Version-Release number of selected component (if applicable):
but also on more recent releases.
All is given in "Description of problem"
Steps to Reproduce:
Here is a copy of my email to Steven Drake on Openais ML :
I've done more systematic tests about this issue , and here are my conclusions: with my network configuration where one heartbeat is on eth1 and one other on
br0 (bridge) , I've tested start of corosync several times with :
at first/ 1st ringnumber linked to eth1 IF AND 2nd ringnumber linked to br0 IF
and then/ 1st ringnumber linked to br0 IF 2nd ringnumber linked to eth1 IF
It appears that just after changing the order networks in rings,
the first start always fails, meaning that crm_mon displays both nodes
as UNCLEAN at vitam eternam. Moreover we can't stop corosync with
/etc/init.d/corosync stop, it remains stalled at vitam eternam and we have
to kill the process and do rm -f of the subsys lock file.

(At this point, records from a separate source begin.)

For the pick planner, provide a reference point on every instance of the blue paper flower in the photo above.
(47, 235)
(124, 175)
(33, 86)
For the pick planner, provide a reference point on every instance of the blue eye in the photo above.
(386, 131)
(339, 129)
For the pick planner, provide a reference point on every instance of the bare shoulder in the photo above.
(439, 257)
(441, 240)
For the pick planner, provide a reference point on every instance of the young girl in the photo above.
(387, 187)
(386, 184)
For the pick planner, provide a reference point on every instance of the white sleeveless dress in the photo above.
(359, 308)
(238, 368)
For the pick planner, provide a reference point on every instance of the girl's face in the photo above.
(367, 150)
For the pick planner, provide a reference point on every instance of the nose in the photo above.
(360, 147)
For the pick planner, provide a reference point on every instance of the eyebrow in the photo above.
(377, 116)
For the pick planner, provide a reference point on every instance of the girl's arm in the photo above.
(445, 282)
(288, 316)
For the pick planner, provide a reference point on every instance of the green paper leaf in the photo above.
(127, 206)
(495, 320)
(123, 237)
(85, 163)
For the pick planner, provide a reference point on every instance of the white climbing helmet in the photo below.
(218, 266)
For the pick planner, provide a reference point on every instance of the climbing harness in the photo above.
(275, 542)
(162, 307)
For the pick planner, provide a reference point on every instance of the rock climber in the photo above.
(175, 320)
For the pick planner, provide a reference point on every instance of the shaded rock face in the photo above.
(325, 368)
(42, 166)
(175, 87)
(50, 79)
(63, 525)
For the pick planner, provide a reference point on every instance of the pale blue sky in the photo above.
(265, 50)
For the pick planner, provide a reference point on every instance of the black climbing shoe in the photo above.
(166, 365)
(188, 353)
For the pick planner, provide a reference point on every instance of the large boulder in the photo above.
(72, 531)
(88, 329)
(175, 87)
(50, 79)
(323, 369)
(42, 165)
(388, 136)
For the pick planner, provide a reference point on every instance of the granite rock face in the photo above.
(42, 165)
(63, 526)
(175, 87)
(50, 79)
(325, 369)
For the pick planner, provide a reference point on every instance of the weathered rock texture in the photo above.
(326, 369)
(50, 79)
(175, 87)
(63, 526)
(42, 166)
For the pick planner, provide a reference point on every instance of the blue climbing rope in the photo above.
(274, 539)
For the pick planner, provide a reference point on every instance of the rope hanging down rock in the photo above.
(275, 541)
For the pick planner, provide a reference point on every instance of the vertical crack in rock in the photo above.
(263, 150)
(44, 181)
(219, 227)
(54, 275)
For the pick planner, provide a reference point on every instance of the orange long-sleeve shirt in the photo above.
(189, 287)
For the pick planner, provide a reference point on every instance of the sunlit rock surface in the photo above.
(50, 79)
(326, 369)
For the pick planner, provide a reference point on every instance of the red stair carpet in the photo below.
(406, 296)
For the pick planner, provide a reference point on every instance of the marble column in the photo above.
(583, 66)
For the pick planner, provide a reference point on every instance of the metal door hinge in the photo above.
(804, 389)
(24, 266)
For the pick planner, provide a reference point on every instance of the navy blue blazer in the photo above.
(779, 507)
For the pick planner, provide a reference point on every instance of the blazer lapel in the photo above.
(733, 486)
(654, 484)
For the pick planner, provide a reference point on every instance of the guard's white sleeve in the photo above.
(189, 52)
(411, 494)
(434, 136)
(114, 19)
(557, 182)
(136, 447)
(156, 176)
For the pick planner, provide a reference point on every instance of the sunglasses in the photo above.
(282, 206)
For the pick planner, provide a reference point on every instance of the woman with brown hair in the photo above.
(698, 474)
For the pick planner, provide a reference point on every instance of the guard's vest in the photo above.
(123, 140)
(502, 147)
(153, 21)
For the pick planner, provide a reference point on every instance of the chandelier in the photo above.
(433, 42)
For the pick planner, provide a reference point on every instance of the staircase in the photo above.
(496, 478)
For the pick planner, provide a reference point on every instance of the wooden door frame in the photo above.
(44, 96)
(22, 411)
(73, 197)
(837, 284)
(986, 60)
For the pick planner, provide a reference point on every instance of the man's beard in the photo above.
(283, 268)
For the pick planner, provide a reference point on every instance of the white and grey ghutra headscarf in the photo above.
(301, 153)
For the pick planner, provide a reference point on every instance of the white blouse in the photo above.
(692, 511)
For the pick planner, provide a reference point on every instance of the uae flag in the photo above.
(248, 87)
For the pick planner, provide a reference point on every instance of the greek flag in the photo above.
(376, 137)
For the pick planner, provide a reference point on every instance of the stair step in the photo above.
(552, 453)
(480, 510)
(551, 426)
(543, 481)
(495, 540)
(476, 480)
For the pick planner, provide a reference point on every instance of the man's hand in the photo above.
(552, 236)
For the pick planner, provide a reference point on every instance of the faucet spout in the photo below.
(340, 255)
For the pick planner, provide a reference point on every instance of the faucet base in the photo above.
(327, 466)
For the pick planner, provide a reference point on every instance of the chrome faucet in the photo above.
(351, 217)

After that , the second start always works ! crm_mon displays both nodes "On" after 60s. And then, we can stop and start corosync many times without any problem anymore.
As soon as I change again the order of networks in rings, the first start fails
again, and I've have to do same thing as described just upon, so that any
further stop/start are working fine again.

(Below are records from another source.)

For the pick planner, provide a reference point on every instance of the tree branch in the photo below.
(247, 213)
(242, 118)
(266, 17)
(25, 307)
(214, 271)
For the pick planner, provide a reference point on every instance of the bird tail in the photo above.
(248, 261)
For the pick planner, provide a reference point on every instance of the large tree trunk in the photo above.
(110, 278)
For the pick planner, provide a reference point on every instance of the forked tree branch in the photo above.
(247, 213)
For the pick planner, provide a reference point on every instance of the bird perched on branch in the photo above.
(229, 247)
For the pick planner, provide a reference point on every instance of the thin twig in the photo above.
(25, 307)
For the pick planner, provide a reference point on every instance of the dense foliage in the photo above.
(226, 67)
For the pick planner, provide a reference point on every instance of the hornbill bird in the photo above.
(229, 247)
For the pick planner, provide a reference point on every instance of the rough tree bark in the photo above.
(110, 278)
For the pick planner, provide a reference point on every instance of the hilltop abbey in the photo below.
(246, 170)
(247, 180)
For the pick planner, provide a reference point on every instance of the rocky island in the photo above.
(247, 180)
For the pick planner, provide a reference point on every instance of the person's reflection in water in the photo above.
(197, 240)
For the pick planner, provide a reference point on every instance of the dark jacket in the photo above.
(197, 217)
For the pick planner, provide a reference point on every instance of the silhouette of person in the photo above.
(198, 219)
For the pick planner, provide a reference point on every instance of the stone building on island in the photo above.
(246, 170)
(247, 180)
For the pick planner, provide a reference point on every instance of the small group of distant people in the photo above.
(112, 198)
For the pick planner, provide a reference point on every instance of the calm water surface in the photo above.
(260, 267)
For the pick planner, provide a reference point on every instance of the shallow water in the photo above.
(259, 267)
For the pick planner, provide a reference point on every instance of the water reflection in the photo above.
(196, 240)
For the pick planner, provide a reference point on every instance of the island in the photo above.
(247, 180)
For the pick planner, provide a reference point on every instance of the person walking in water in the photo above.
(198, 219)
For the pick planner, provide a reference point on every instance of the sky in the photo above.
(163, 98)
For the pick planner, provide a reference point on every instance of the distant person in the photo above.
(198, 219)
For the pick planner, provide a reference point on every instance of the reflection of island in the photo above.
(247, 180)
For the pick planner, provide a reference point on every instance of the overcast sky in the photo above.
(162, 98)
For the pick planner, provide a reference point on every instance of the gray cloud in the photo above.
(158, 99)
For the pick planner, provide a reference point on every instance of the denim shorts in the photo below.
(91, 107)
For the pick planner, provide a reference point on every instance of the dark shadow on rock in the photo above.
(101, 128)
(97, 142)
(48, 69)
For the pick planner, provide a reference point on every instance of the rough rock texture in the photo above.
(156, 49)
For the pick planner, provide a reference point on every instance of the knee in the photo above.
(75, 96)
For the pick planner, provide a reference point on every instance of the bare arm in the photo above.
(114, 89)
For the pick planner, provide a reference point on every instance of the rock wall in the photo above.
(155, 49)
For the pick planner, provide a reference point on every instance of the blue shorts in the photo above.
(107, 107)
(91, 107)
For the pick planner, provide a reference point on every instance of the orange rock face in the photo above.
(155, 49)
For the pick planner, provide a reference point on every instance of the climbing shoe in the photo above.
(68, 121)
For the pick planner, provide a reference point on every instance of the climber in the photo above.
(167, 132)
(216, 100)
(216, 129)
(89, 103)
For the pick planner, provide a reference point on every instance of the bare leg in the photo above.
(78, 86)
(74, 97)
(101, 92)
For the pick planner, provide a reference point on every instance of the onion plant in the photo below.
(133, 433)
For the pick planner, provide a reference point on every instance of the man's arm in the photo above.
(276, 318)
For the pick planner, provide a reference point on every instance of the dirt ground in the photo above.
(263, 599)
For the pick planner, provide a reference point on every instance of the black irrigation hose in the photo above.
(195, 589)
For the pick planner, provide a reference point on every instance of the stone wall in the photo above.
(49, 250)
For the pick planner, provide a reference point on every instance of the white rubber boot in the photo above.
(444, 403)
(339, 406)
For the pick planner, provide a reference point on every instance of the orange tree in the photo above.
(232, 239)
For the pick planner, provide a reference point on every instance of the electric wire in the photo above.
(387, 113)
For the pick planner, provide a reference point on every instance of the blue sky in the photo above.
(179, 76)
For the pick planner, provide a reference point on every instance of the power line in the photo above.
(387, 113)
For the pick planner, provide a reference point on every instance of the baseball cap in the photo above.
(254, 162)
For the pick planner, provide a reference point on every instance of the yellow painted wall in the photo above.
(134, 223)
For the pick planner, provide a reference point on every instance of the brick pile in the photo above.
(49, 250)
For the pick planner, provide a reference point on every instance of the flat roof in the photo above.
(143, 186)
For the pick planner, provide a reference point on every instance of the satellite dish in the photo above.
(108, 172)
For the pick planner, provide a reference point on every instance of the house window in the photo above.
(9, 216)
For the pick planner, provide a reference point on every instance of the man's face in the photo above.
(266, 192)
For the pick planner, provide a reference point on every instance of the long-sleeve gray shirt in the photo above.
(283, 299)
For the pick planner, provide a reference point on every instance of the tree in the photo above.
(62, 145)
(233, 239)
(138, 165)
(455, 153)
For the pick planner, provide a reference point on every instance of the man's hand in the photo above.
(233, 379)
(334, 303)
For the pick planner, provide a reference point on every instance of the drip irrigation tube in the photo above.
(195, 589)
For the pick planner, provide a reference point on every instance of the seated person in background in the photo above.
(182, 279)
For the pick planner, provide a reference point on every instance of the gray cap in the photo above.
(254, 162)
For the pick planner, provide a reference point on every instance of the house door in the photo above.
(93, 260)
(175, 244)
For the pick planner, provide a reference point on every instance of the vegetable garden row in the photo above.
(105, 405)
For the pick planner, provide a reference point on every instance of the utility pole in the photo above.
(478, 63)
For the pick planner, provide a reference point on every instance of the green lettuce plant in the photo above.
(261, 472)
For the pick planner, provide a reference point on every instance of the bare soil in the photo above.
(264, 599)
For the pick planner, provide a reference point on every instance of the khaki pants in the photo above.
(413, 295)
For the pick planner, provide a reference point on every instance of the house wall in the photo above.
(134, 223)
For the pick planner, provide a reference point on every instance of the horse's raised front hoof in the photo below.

So my conclusion is that, if there is one bridge IF among both rings for
heartbeat, there is a systematic problem at first start only !
Hope these tests could help.
This bug appears to have been reported against 'rawhide' during the Fedora 14 development cycle.
Changing version to '14'.
More information and reason for this action is here:
Now that redundant ring is in a supportable state, can you look into determining if this is still an issue? There are lingering reports about bridging not working with corosync and bridging should be investigated.
I've installed fc12 with corosync. My configuration looks like:
br0 with eth0
on two nodes.
Sadly, even I was changing order of redundant rings, I was not able to reproduce issue.
What mode of rrp were you using? What concrete actions you were doing to reproduce issue? Wasn't firewall somehow badly configured? Or switch? Were you using different mcast addresses for rings?
(In reply to comment #0)
> Description of problem:
long time ago ...
but I used to set rrp_mode : active.
No firewall at all.
Same mcast addresses for rings and same port (default:5405)
About concrete actions, nothing more than those described in my first note at creation of this defect.
(In reply to comment #4)
> Hi Jan,
> long time ago ...
> but I used to set rrp_mode : active.
> No firewall at all.
> Same mcast addresses for rings and same port (default:5405)
> About concrete actions, nothing more than those described in my first note at
> creation of this defect.
main problem seems to be that mcast addresses were same.
Also I was working very hard on getting RRP in proper shape, so I believe that this bug is fixed in RHEL-6 and also in currently supported Fedora package.
Closing as UPSTREAM, please feel free to reopen if you will hit this bug again.